The non-infectious nature of psoriasis, its relapsing nature and the likely need for long-term therapy should be explained. A sympathetic approach is helpful, and patients often obtain support from the self-help group The Psoriasis Association (see p. 132). Treatment is tailored to the patient’s particular requirements, taking into account the type and extent of the disease, and the age and social background (Table 1).

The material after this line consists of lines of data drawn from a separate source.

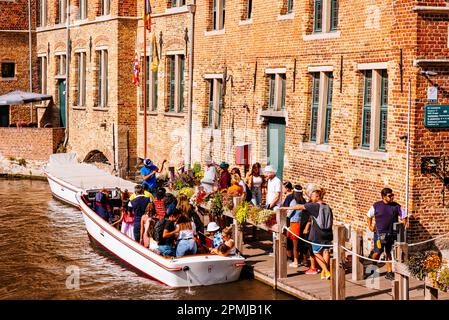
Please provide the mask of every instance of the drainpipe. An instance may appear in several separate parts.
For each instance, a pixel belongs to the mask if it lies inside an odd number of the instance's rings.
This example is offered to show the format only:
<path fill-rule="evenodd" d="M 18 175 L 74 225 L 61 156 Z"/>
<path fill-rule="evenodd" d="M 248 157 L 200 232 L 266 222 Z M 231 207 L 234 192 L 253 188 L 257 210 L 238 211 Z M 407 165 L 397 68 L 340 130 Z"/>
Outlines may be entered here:
<path fill-rule="evenodd" d="M 194 45 L 194 27 L 195 27 L 195 10 L 196 0 L 188 5 L 190 12 L 190 49 L 189 49 L 189 114 L 188 114 L 188 150 L 187 150 L 187 168 L 191 168 L 192 164 L 192 118 L 193 118 L 193 45 Z"/>
<path fill-rule="evenodd" d="M 66 2 L 67 21 L 66 21 L 66 64 L 65 64 L 65 137 L 64 147 L 69 142 L 69 71 L 70 71 L 70 0 Z"/>
<path fill-rule="evenodd" d="M 33 60 L 32 60 L 32 40 L 31 40 L 31 0 L 28 0 L 28 47 L 29 47 L 29 67 L 30 67 L 30 92 L 33 92 Z M 30 107 L 30 122 L 33 122 L 33 104 Z"/>

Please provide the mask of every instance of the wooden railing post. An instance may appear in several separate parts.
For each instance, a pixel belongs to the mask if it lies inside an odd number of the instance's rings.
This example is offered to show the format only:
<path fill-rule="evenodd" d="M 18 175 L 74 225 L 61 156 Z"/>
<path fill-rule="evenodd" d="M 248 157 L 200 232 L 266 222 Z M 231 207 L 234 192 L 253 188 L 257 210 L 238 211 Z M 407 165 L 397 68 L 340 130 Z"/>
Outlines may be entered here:
<path fill-rule="evenodd" d="M 277 277 L 287 278 L 287 237 L 283 228 L 287 225 L 287 212 L 276 210 L 277 234 Z"/>
<path fill-rule="evenodd" d="M 393 258 L 398 263 L 408 260 L 408 244 L 405 243 L 405 228 L 403 223 L 395 223 L 393 230 L 397 233 L 397 242 L 394 246 Z M 395 272 L 392 295 L 394 300 L 409 300 L 409 277 L 403 273 Z"/>
<path fill-rule="evenodd" d="M 357 230 L 351 232 L 352 251 L 361 254 L 362 233 Z M 352 255 L 352 280 L 363 280 L 363 263 L 355 254 Z"/>
<path fill-rule="evenodd" d="M 332 276 L 331 276 L 331 297 L 332 300 L 344 300 L 346 298 L 346 272 L 344 268 L 345 252 L 341 246 L 345 245 L 346 229 L 342 225 L 335 225 L 333 227 L 334 233 L 334 257 L 331 261 Z"/>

Table 1 A guide to psoriasis therapy

Type of psoriasis Treatment options
Stable plaque Vitamin D analogue with topical steroid
Dithranol (short contact), coal tar, tazarotene
Narrow-band ultraviolet B
Extensive plaque Narrow-band ultraviolet B (plus topicals)
Methotrexate, ciclosporin, PUVA or Re-PUVA
Biologics
Guttate Topical steroids (mild/moderate), coal tar
Narrow-band ultraviolet B
Facial/flexural Topical steroids (mild/moderate); tacalcitol
Palmoplantar Topical steroids (potent)
Acitretin, PUVA or Re-PUVA
Generalized pustular; erythrodermic Acitretin, methotrexate, ciclosporin
Biologics

Topical therapy

It is usual to prescribe topical agents as the first-line treatment.

Topical corticosteroids

Topical steroids have the advantage of being clean, non-irritant and easy to use. However, against this must be balanced the risk of side-effects (p. 23) and of precipitating an unstable form of psoriasis, especially on their withdrawal. Topical steroids are the treatment of choice for face, genitalia and flexures, and are useful for stubborn plaques on hands, feet and scalp. Potent steroids should not be applied to the face, although they may be used judiciously on palms and soles. Elsewhere, moderately potent steroids normally suffice. Their use must be monitored carefully. Creams are often preferred to ointments. Lotions and gels are available for the scalp.